The first single from Confessions was the daringly minimal dancefloor hit Yeah!, a collaboration with fellow Atlantans Lil' Jon and Ludacris, which hit No 1 around the globe and briefly made the hip-hop sub-genre crunk look like it was going to change the world of pop forever. He did this with spectacular success in 2004, and is clearly trying to repeat the trick with the new album, Raymond v Raymond – another collection of sometimes ambitious, sometimes over-sentimental, state-of-the-art R&B.

usher my

Or does it? Somewhere in there, Usher created a paradox and hit commercial pay dirt by finding a way to appear to be baring his soul in his art without actually having to open up all of his life to widespread public scrutiny. Or, if people wondered if there were certain truths in certain things, my music basically sets the record straight." I try to live my life, and whatever is said in the press, I think my music will allow me to address certain things with people. Every other day something's written about you, but you can't get caught up in it. Privacy is something that just isn't there. "What R&B music is, and what it always has been, is taking an emotional experience and singing it passionately. "I don't have a private life – that's the catch," Usher says with a smile. There's no room for mystique, and if your private life is public property, what's left to put into your art? And what if you're a naturally private person who, despite having grown up in public and spending years making music that has to be sincere to succeed, doesn't really want to have to put all the details of your personal life on public view?

usher my

It's not just that the music has changed: the new paradigm for a successful musician demands constant interaction with fans and artfully choreographed press campaigns to produce saturation coverage around record releases and tours. These are tough times for soul singers who aspire to a place in the music's rich history (Usher's status among the greats is already assured: the late James Brown once called him "the Godson of Soul").
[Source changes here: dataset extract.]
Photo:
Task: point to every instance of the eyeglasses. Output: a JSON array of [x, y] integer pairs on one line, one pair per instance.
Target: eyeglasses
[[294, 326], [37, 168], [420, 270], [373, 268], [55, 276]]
There's been birth and death, severed relationships, both personal and professional, and worries over a career that hasn't returned to the stratospheric heights his globe-conquering, 20m-selling Confessions album reached in 2004. He turns down more offers to appear in Hollywood movies than he accepts, he enjoyed good notices for a three-month stint on Broadway as Billy Flynn in Chicago, and even his male and female perfume ranges have been bestsellers.īut the last few years have been difficult for the man hailed as the best dancer in pop since Michael Jackson, and credited with inventing Justin Timberlake (the former 'N Sync star's debut album was built from Usher's blueprint). The basketball team he co-owns, the Cleveland Cavaliers, have just won their league. The first signee to his record label, Justin Bieber, is an international overnight star thanks to YouTube. You'd expect the multimillionaire R&B star who, according to the US music industry trade paper Billboard, stands second only to Eminem as the most successful artist of the 2000s, to have one or two things to smile about as he prepares to release his sixth album. "Energetically, my soul, my mind, my focus – I'm happy, I'm relaxed, and I'm ready to do it all over again." "I'm happy to be in this space and this place," he smiles, draped over a soft leather sofa in a recording studio in the basement of a Hollywood hotel – though he's speaking metaphorically, not literally. Usher Raymond IV is in a thoroughly good mood.